As some of you might remember, we have been working on author reputation and text trust systems for wikis; some of you may have seen our demo at WikiMania 2007, or the on-line demo http://wiki-trust.cse.ucsc.edu/
Since then, we have been busy at work to build a system that can be deployed on any wiki, and display the text trust information. And we finally made it!
We are pleased to announce the release of WikiTrust version 2!
With it, you can compute author reputation and text trust of your wikis in real-time, as edits to the wiki are made, and you can display text trust via a new "trust" tab. The tool can be installed as a MediaWiki extension, and is released open-source, under the BSD license; the project page is http://trust.cse.ucsc.edu/WikiTrust
WikiTrust can be deployed both on new, and on existing, wikis. WikiTrust stores author reputation and text trust in additional database tables. If deployed on an existing wiki, WikiTrust first computes the reputation and trust information for the current wiki content, and then processes new edits as they are made. The computation is scalable, parallel, and fault-tolerant, in the sense that WikiTrust adaptively fills in missing trust or reputation information.
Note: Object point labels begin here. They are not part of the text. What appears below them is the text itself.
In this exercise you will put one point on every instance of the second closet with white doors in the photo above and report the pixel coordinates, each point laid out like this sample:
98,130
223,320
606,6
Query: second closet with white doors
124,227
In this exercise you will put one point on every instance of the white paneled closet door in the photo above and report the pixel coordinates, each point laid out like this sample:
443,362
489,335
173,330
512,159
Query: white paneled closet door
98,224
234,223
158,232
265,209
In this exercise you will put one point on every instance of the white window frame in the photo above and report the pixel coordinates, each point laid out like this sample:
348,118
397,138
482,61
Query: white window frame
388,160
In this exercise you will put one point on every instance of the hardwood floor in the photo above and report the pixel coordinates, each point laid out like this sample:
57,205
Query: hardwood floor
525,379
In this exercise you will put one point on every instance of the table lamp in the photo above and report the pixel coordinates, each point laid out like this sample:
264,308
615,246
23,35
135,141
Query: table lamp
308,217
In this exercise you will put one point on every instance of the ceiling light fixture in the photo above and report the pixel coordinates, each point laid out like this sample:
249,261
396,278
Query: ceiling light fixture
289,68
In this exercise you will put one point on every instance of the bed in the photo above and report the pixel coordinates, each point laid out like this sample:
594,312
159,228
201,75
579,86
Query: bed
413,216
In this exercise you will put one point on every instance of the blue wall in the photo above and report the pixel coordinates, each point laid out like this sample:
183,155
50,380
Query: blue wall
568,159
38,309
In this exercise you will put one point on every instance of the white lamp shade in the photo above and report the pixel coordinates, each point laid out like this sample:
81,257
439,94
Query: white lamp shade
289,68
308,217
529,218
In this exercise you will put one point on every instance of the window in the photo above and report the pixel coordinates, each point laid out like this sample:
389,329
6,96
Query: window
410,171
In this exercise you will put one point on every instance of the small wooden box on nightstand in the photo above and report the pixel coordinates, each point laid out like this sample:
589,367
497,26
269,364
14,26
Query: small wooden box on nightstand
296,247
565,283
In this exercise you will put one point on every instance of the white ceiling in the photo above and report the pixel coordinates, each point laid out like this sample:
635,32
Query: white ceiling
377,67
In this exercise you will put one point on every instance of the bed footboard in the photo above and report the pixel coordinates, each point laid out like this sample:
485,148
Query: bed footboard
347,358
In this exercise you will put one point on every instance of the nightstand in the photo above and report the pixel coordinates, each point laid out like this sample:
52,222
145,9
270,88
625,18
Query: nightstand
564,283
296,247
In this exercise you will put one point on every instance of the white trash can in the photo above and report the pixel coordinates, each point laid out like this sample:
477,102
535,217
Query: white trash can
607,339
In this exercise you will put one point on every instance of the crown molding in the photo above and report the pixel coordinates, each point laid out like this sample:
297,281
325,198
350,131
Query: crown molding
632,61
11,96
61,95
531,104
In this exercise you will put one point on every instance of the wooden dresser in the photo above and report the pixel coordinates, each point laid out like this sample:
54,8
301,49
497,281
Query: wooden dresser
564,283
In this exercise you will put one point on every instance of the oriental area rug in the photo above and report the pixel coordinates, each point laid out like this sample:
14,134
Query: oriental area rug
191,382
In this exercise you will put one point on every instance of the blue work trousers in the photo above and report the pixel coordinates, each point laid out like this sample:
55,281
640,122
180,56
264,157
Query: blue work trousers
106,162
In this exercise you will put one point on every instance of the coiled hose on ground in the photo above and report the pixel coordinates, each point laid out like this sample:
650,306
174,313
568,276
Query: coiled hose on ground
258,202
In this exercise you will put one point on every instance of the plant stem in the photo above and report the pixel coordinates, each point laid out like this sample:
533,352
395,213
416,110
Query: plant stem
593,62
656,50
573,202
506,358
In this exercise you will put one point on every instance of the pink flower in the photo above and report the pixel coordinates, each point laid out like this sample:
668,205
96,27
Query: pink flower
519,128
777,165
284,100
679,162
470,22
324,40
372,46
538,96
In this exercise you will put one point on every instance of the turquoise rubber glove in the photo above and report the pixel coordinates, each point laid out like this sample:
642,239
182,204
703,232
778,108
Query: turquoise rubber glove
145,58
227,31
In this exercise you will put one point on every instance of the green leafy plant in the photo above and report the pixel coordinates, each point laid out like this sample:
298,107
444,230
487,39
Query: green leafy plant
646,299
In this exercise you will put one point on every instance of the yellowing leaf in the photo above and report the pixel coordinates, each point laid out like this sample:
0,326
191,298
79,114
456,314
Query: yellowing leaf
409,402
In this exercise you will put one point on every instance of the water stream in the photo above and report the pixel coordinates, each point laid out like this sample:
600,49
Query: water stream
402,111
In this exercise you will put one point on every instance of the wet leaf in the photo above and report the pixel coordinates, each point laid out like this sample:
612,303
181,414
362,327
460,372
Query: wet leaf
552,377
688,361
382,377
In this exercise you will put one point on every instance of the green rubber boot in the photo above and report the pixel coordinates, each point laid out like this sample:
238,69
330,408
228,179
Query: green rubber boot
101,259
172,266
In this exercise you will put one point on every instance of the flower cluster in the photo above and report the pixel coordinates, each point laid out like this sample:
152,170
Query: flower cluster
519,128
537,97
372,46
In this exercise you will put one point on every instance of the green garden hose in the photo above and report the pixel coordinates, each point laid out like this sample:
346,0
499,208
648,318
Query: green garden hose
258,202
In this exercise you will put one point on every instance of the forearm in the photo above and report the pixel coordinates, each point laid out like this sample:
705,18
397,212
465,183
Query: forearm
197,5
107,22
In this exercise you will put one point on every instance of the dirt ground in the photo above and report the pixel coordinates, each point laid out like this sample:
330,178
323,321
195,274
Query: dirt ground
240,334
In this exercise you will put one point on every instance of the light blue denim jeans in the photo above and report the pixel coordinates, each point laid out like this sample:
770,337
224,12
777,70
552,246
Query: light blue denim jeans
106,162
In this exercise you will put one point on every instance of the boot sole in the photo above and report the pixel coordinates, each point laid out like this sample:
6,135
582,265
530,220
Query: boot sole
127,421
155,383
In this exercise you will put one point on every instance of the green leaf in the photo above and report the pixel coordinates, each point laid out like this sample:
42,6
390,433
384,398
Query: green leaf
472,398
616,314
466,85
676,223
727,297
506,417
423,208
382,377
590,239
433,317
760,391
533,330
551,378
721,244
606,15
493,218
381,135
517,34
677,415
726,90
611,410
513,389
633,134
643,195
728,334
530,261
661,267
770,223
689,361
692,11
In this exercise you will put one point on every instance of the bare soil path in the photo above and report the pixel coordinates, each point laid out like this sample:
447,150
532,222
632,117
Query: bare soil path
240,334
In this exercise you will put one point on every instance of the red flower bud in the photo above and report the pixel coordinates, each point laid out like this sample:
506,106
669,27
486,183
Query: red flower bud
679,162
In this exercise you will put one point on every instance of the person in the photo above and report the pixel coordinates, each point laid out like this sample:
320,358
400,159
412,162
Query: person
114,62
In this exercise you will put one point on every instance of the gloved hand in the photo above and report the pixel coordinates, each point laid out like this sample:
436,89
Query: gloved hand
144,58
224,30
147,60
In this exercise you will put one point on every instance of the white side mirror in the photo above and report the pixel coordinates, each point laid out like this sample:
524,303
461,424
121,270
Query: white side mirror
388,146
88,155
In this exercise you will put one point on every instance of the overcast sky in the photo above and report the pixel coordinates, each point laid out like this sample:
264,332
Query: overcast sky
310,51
On my MacBook, running under Ubuntu in vmware, WikiTrust can analize some 10-20 revisions / second of a wiki; so with a little patience, unless your wiki is truly huge, you can just deploy it and wait a bit. Go to http://trust.cse.ucsc.edu/WikiTrust for more information and for the code!
Feedback, comments, etc are much appreciated!
Luca de Alfaro (with Ian Pye and Bo Adler)
Luca, this is very good news, Congratulations! Are you in touch with the developers of media-wiki and do they know about your release? Have you any work about this being put in trial for possible deployment on wikimedia foundation projects?
Finally, I remember at your presentation in taipei you spoke about something along the lines of a "test instance". That is, the idea that every time an article is read it undergoes a test for accuracy by the reader. The more readers that don't change the text, the more "test instances" the text has passed, the more trusted that text is - This is the principle of your system correct? Well, could you tell me please what is the correct terminology for what I am calling a "test instance" and where are the (if any) academic papers/references to this concept?
I am including this trust colouring and this concept in my own thesis and can't for the life of me remember the correct terminology or find the proper reference.
All the best, -Liam Wyatt
wikipediaweekly.org Skype - Wittylama Wikipedia - [[User:Witty lama]]
On 24/08/2008, at 11:53 AM, Luca de Alfaro wrote:
We are pleased to announce the release of WikiTrust version 2!
[snip]
Feedback, comments, etc are much appreciated!